Robert decided to tackle the issue by creating a prototype design for a soccer shin guard that could be easily disassembled when the user is finished with it, and returned in store for recycling.
To develop his idea Robert used a range of techniques, from sketching to making simple cardboard models, then to 3D printing to test out the design. Finally, he decided that based on the way that the item would actually be manufactured, the closest prototype would be a laser cut design, heated over a mould the shape of a shin so that it was the right shape and fit.
“The product comes in its component pieces, and the user assembles it themselves” says Robert.
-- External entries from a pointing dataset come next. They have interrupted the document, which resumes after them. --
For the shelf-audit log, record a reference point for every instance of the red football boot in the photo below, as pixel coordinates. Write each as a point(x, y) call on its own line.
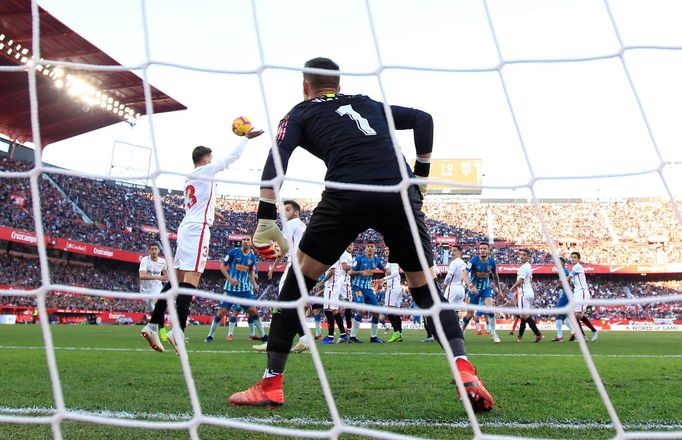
point(480, 398)
point(267, 392)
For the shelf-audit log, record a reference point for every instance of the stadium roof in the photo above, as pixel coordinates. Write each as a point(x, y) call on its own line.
point(61, 115)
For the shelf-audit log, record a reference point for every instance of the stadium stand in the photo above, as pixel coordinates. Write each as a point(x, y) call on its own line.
point(122, 216)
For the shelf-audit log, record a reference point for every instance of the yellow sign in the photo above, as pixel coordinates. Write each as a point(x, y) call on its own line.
point(459, 172)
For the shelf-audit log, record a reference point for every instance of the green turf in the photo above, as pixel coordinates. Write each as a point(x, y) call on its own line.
point(402, 388)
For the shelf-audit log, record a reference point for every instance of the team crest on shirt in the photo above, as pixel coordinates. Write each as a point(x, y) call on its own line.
point(282, 129)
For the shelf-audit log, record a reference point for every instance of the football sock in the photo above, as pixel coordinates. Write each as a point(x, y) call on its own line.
point(339, 322)
point(269, 373)
point(318, 325)
point(588, 323)
point(396, 323)
point(233, 324)
point(356, 326)
point(182, 303)
point(330, 322)
point(214, 325)
point(580, 326)
point(448, 318)
point(491, 322)
point(348, 314)
point(285, 323)
point(160, 308)
point(252, 328)
point(533, 327)
point(375, 325)
point(259, 326)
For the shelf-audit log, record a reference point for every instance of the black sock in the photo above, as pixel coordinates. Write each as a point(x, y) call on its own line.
point(348, 314)
point(396, 323)
point(533, 327)
point(339, 322)
point(522, 328)
point(182, 304)
point(160, 308)
point(285, 323)
point(588, 323)
point(448, 318)
point(330, 322)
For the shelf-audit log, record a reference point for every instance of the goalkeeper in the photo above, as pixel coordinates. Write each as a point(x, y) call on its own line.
point(350, 133)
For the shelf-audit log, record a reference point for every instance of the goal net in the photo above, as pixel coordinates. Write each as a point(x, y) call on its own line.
point(560, 99)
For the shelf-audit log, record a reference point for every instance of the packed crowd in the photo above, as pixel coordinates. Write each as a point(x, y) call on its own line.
point(22, 272)
point(123, 216)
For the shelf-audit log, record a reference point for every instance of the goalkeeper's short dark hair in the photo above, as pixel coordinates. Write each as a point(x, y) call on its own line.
point(318, 81)
point(199, 153)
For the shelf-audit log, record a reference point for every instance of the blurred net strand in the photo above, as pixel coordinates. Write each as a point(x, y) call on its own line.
point(379, 70)
point(643, 115)
point(61, 413)
point(548, 236)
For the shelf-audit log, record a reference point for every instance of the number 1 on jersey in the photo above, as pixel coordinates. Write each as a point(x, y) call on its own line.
point(362, 123)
The project applies the concept of emotional durability, whereby – through the process of assembling and customising it – it’s hoped that the owner gains some attachment to the product, meaning that they value and hold onto it longer. The design also encourages the user to get more life out of the product, with each individual component easily replacable.
“Then when they eventually grow out of it or no longer want it, they get incentives towards their next purchase when they take the items back to the store and recycle it appropriately,” he says.
UTS Product Design Course Director, Professor Jennifer Loy is impressed by the way Robert’s project demonstrates lateral thinking about a difficult challenge.
“His work looks at a familiar problem in a new way, it’s an imaginative solution to a responsible design issue,” she said.
“Robert is an inspiring young designer because of the depth of thinking and research in his work, it is wonderful to see the next generation of designers are interested in tackling the problems we are facing in the world today."
For Robert, who will undertake his final BCII year in 2018, studying both Product Design and BCII at UTS has been invaluable.
“It’s really important to understand that design is not just about creating physical, tangible things. It’s very much about problem solving, and understanding and empathising with people and creating solutions for their needs,” he says.
“I’ve absolutely loved learning that. It’s completely changed my mindset, not just with design, but with the everyday.”
Robert’s shin guard design and prototype will be on exhibition as part of the UTS Design and Architecture Degree Show, which runs from November 24- 27, 2017 at UTS.